The morning routine may look different for some Australian families at the moment.

In between breakfast and packing school bags, some children need to take a Rapid Antigen Test (RAT) to keep their school communities safe. Multiple weekly tests are quickly becoming a part of everyday life for families, and we know it's not always easy.  

For some children, the tests can be scary, unfamiliar and uncomfortable, so we've put together a few helpful tips on how to help your child take a RAT. 
 

When should my child take a RAT? 


Some schools are requesting that children take a RAT once or twice a week to keep their classmates, teachers and communities safe. Keep an eye on your school's guidelines for how often you need to be testing.  

Look out for symptoms. If your child is unwell – even with mild symptoms – keep them home and take a RAT. If symptoms continue your child should stay home and take another test in 24 hours.

For more information about testing, visitng the Australian Government Department of Health website.   
Talk your child through the steps and remain calm. © UNICEF/UN0428626/Calkic


Before the test 


Have an honest conversation with you child about why they're taking the test and what to expect.  
  Talk them through the steps and say something like “we're doing the test to make sure everyone stays safe and doesn't get sick, it might be a bit uncomfortable, but we'll get it done quickly.” Explain that they are helping to keep themselves and their friends and family safe. 
"Consider a small reward after a test.
“Try to be calm and matter-of-fact as children will be more reluctant if they sense you are distressed,” says Dr.
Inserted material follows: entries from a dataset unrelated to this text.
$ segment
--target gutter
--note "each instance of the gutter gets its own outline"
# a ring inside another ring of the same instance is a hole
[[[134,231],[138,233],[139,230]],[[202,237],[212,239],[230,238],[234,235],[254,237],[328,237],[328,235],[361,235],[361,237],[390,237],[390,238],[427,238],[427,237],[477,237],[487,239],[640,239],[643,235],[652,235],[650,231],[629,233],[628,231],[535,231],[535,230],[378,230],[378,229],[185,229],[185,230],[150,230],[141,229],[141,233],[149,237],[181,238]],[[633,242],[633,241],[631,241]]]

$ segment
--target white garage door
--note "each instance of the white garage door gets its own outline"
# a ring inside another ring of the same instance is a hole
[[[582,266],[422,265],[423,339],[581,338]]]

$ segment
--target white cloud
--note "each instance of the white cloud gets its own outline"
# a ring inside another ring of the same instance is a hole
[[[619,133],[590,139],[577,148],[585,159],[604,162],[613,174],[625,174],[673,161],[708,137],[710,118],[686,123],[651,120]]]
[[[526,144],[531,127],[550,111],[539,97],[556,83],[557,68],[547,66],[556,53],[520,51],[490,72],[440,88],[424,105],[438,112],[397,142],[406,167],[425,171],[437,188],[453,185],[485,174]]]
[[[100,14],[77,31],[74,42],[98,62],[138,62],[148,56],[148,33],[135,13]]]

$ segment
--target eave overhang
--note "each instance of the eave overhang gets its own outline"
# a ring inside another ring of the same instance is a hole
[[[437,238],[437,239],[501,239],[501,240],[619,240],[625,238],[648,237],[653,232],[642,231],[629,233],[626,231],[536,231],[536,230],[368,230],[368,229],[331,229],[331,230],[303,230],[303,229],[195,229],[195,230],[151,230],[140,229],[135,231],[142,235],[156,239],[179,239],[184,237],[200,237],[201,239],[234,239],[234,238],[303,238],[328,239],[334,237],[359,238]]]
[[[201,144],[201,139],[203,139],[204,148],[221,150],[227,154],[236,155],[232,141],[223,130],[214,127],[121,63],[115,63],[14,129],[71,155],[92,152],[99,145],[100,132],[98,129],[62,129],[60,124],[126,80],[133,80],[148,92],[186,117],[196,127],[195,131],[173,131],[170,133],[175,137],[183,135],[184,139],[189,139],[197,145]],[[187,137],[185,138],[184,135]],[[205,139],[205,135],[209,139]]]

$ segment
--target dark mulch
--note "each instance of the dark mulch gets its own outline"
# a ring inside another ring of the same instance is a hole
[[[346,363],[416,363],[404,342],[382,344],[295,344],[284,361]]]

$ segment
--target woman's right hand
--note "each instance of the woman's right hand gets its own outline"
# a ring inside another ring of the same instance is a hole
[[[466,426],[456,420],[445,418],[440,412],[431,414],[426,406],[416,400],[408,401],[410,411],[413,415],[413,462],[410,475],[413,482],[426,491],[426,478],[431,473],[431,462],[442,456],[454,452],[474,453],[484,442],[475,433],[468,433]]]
Amanda Wright, a GP in Melbourne. “Consider a small reward after a test for reluctant children, such as a star chart.” 

For little ones, it may help to have them seated on your lap and facing you. You can steady their head on your shoulder or arm. Children over five may find it helpful to see the swab demonstrated on a toy or parent.  


Taking the test  

 
  1. Read the instructions carefully before the test and while you follow the steps as not all RATs are the same. Wash your hands before opening the test. 
  2. For a nasal swab test, have your child blow their nose into a tissue and wipe their nose clean, before discarding the tissue. The golden rule is ‘low and slow’. Rather than pointing the nasal swab high into the child's nose, direct the swab in a horizontal direction and carefully insert it into the nose along the bottom of the nasal passage. Reassure them as you do this.  
  3. Slowly rotate the swab from side to side about one to two centimetres inside the child's nose for around 15 seconds. Repeat the process with the swab inside the other nostril. Give your child positive reinforcement for getting through it and being brave.   
  4. Place the swab immediately into the liquid solution. Pinch the sides of the plastic tube and rotate the swab around 10 times so the solution mixes. Squeeze four drops of the solution onto the testing device.  
  5. Discard the nasal swab and solution, wash your hands and wait 15 minutes before checking the testing device.  
Still not sure? Watch the step-by-step video below.


 


Reading the results  


The testing device has two letters in the result window: C for control and T for Test. The line against the letter C indicates that the test has reacted to the liquid. If there is no line against the C, the test has not worked.  

A line against the letter T indicates a positive COVID-19 result. If there is no line against the T and your child does not have symptoms, they are all set to go to school. 

It can be helpful to explain what will come up on the test to your child so they feel involved and can look out for the positive lines. 


What to do if my child tests positive? 


If your child tests positive, don’t panic. Most children will have either no symptoms or mild, flu-like symptoms. Very few children will need to be hospitalised.  

If your child has a positive result, they will need to isolate and not go to school. Follow your local government guidelines but calmly explain to them that by staying home they will protect their friends, family and community. Plan some fun activities while they're quarantining and reassure them that they'll be back at school soon. 

Keep an eye out for fever and treat with paracetamol or ibuprofen. If you’re concerned, contact your GP. Most GPs can now provide telehealth consultations.  

If your child tests positive with a RAT you must register it through your local department of health as soon as possible. Notify your child’s school and keep them at home.